The methods and baselines are rigorously evaluated on tasks like finding k-nearest neighbors for CE models and downstream tasks. Notably, CE models are utilized for tasks like zero-shot entity linking and zero-shot information retrieval, demonstrating how different design decisions impact the time it takes to index data and the retrieval accuracy during testing. The experimentation is conducted on two datasets, ZESHEL and BEIR, where separate CE models trained on ground-truth labeled data are used for both datasets. Two test domains from ZESHEL with 10K and 34K items(entities) and two test domains from BEIR with 25K and 5M items(documents) are used.  

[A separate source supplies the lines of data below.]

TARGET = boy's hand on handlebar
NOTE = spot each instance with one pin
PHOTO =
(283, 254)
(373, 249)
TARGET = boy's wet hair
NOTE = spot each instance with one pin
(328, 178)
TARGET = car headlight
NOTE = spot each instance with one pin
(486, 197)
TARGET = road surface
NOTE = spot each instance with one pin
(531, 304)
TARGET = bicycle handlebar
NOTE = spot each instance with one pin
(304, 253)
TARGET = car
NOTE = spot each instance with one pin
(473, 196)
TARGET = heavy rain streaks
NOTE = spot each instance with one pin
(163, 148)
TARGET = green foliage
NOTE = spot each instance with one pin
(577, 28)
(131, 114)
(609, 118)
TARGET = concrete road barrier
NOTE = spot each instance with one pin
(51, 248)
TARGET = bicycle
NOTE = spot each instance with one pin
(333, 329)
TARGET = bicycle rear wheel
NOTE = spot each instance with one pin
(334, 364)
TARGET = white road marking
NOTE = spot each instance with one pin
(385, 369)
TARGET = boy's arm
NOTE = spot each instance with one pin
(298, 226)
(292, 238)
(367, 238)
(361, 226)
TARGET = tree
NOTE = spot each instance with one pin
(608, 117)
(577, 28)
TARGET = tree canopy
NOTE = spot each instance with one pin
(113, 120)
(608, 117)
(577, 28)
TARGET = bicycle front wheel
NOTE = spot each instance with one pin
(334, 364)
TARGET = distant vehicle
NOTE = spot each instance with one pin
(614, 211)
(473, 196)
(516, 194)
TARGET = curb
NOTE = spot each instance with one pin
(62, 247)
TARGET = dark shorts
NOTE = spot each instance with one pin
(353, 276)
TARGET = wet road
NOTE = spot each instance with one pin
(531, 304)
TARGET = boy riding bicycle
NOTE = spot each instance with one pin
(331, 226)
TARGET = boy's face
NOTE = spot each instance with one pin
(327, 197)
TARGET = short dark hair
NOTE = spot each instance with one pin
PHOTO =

Researchers have also proposed an impressive k-NN search method that can be used with dense item embeddings generated by methods such as baseline dual-encoder models. This method yields up to 5% and 54% improvement in k-NN recall for k =1 and 100, respectively, over retrieve and rerank style inference with the same DE. Moreover, this approach to align item embeddings with the cross-encoder achieves up to 100 times and 5 times speedup over CUR-based methods and training DE through distillation-based, respectively, parallel matching or enhancing test-time k-NN search recall over baseline methods.

In conclusion, researchers from the University of Massachusetts Amherst and Google DeepMind introduced a sparse-matrix factorization-based method that efficiently computes latent query and item representations. This method optimally performs k-NN search with cross-encoders by efficiently approximating the cross-encoder scores using the dot product of learned test query and item embeddings. Also, two datasets, ZESHEL and BEIR, were used during the experiment, and both used separate CE models trained on ground-truth labeled data.